This is a picture of the Chinese Embassy in Ljubljana. It's a converted large single family home in a residential area about 10 minutes from downtown Ljubljana. It has a flag and some cool round windows, but it is remarkably low profile. I only spotted it because I sometimes bike past it when I am going to the indoor swimming pool. It's a weirdly small and out of the way little spot and I'd passed it three or four times before I figured out what it was. For comparison purposes, we live in a different residential area also about 10 minutes from downtown and the Romanian embassy is around the corner from us:
Weird, right? The Romanian embassy is maybe not quite as nice as the Chinese, but they're remarkably similar.
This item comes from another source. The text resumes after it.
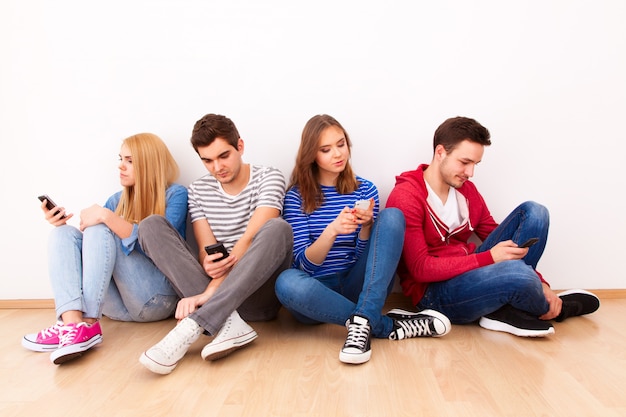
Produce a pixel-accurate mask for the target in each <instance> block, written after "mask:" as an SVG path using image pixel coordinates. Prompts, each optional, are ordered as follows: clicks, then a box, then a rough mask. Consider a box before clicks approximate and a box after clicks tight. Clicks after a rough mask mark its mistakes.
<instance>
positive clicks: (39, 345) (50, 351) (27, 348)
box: [22, 337, 59, 352]
mask: <svg viewBox="0 0 626 417" xmlns="http://www.w3.org/2000/svg"><path fill="white" fill-rule="evenodd" d="M22 347H24V348H26V349H28V350H32V351H33V352H53V351H55V350H57V349H58V348H59V345H58V344H56V345H44V344H42V343H37V342H33V341H32V340H28V339H27V338H26V337H24V338H22Z"/></svg>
The US Embassy, however, is a different animal altogether. Right downtown, it is accross from the Museum of Art and the Museum of Slovenian History and a 5 minute walk from the Parliament and all of the relevant government buildings. It is the star of embassy row and is right next to the German Embassy in a beautiful old building:
Here's me and my family in front of the massive Embassy Seal after we met with the Ambassador (one of the Fulbright perks!):
America has a massive footprint in Ljubljana. Believe it or not I've heard the US Ambassador on the morning drive radio show TWICE in the three months we've been here, telling jokes in English with the Ljubljana morning zoo. He's in the newspaper all the time.
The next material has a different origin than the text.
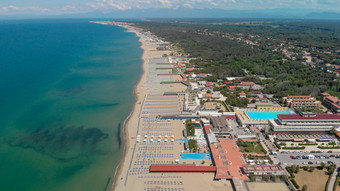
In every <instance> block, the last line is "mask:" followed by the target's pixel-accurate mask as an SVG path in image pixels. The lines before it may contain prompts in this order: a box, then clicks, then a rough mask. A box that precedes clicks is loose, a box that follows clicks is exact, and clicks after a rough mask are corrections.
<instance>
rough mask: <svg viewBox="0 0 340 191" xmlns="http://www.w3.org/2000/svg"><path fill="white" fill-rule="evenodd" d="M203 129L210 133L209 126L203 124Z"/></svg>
mask: <svg viewBox="0 0 340 191" xmlns="http://www.w3.org/2000/svg"><path fill="white" fill-rule="evenodd" d="M204 129H205V133H206V134H208V133H211V131H210V127H207V126H204Z"/></svg>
And of course almost everyone under 40 speaks excellent English and many American tv shows and movies are aired here in English with Slovenian subtitles. I see American brands and American language and American styles everywhere I go. This does not mean that America is 100% popular. To the contrary, there's a bunch of grumbling that comes with being so high profile.
But it is super weird for me that China is comparatively so low profile. In America we are continuously interested in, and worried about, China and its meteoric rise. It's almost like Russia and Japan from the 1980s rolled up into one, with better food (at least better than Russia). I guess Slovenia is a small country without a lot of useful natural resources, so why would China care. But still, being here is a reminder that China has a ways to go if it wants to be a global superpower.
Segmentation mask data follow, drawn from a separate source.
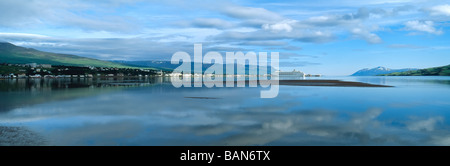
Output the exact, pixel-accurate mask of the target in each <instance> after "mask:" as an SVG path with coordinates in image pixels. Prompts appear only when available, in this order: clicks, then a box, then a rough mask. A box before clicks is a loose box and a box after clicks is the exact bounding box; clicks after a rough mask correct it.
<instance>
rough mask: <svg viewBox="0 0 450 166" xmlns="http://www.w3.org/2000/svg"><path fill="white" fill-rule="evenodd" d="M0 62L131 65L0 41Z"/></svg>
mask: <svg viewBox="0 0 450 166" xmlns="http://www.w3.org/2000/svg"><path fill="white" fill-rule="evenodd" d="M0 63H12V64H27V63H37V64H51V65H65V66H95V67H117V68H130V67H132V66H128V65H124V64H118V63H114V62H109V61H102V60H98V59H93V58H86V57H81V56H76V55H69V54H58V53H51V52H44V51H39V50H36V49H32V48H25V47H20V46H16V45H14V44H11V43H7V42H0Z"/></svg>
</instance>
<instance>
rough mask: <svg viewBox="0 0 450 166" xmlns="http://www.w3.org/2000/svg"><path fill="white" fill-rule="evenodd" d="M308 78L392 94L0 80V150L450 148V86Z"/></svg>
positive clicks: (150, 79) (359, 80) (399, 81)
mask: <svg viewBox="0 0 450 166" xmlns="http://www.w3.org/2000/svg"><path fill="white" fill-rule="evenodd" d="M310 79H339V80H346V81H358V82H366V83H372V84H382V85H391V86H394V87H389V88H379V87H378V88H374V87H313V86H281V87H280V92H279V95H278V97H276V98H272V99H261V98H259V95H260V91H261V89H260V88H248V87H247V88H174V87H173V86H172V84H171V83H170V82H169V81H168V79H167V78H158V77H157V78H148V79H142V80H114V79H110V80H96V79H81V80H80V79H76V80H70V79H68V80H64V79H62V80H44V79H42V80H0V97H1V100H0V145H450V77H335V78H331V77H322V78H310Z"/></svg>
It is also a reminder that the EU is a much more protected market than the U.S. I've heard a bunch of complaining here about cheaper labor in Croatia or the Czech Republic or Estonia, but almost nothing about Chinese labor costs, which I feel confident are waaayyyy lower than any country inside the EU. Maybe there are strengths to having that kind of protected market, although Slovenia and the EU are pretty clearly in the economic doldrums right now, so it's not the best time to make that argument. To the contrary, the idea that the biggest threat to middle class workers in state owned industries in Slovenia is Croatia (or any other country in the EU) is a deep misunderstanding of international labor economics. But that is a post for another day.